Safety was often a priority for fire eaters within the refinery

Just had two days seeing a new garden near Toulouse. Great place with wonderful white stone.

Oddly my clients bought it from a very old friend of mine with whom I shared a beautifully scummy flat in about 1980. The lights would fuse if anybody used the toaster inappropriately (ie by trying to warm sliced bread rather than just for lighting cigarettes when short of matches). The water would come through the back door and slugs used to graze on any food left out overnight. On one memorable day I found a live cat in the kitchen cupboard.

We were all a bit short of rent as a result one of us used to sleep in the cupboard under the stairs (known affectionately as the cockpit) and at one moment we had someone renting the bottom shelf of the welsh dresser.

The picture on the right is an attempt by us to remove the engine from a Ford Zephyr – I think it may have ended up in the sitting room.

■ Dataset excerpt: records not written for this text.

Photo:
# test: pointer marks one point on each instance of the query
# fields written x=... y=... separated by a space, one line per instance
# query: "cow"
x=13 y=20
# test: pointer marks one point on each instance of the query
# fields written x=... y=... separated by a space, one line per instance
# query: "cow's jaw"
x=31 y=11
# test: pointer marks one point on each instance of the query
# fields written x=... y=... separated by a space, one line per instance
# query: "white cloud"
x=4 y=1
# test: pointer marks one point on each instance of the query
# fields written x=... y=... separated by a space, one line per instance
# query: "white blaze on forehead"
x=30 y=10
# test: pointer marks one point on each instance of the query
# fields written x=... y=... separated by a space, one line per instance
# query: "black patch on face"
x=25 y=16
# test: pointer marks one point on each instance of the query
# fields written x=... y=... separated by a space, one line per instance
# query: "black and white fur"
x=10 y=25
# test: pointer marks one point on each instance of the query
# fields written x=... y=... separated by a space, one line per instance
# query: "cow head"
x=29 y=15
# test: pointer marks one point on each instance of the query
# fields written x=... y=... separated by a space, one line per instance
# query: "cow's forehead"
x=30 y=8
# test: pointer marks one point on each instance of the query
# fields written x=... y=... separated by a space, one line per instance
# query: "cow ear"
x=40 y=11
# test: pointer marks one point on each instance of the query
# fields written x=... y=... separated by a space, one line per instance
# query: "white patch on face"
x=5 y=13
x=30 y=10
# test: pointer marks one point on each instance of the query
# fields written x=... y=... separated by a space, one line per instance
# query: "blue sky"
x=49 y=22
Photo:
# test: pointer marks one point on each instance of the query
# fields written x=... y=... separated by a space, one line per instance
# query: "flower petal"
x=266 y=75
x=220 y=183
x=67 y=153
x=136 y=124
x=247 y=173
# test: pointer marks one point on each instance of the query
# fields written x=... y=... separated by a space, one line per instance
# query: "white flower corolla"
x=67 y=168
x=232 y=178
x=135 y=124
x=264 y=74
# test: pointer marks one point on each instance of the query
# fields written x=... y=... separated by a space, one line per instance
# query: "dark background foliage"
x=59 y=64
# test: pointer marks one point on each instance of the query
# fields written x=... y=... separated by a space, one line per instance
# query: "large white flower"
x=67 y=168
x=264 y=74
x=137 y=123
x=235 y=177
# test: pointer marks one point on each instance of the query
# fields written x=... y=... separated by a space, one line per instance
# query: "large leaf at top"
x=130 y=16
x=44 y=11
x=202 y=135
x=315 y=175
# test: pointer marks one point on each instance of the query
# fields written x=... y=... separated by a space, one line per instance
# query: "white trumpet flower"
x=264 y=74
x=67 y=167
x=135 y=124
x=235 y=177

Aaaah, days of wine and squalor.

Anyway, garden will be fun although there are yards of stone walls that are being steadily destroyed by a very invasive (and quite attractive) tree whose name I cannot quite lay my hands on – I think it is something Japanese (paper tree?). Young leaf looks like this if anybody can help.

I am not very fond of Toulouse airport at the moment as they have a prominent sign saying Station de Services (which, even with my very elementary French, means Petrol station) which leads the unwary hire car driver into firstly a wasteland, secondly an industrial estate and thirdly MacDonalds before surprising you with another sign (also saying Station de Services) pointing back in the direction in which you have come.

I am listening to Eskimo Lament by the Coral and the picture is of white French limestone.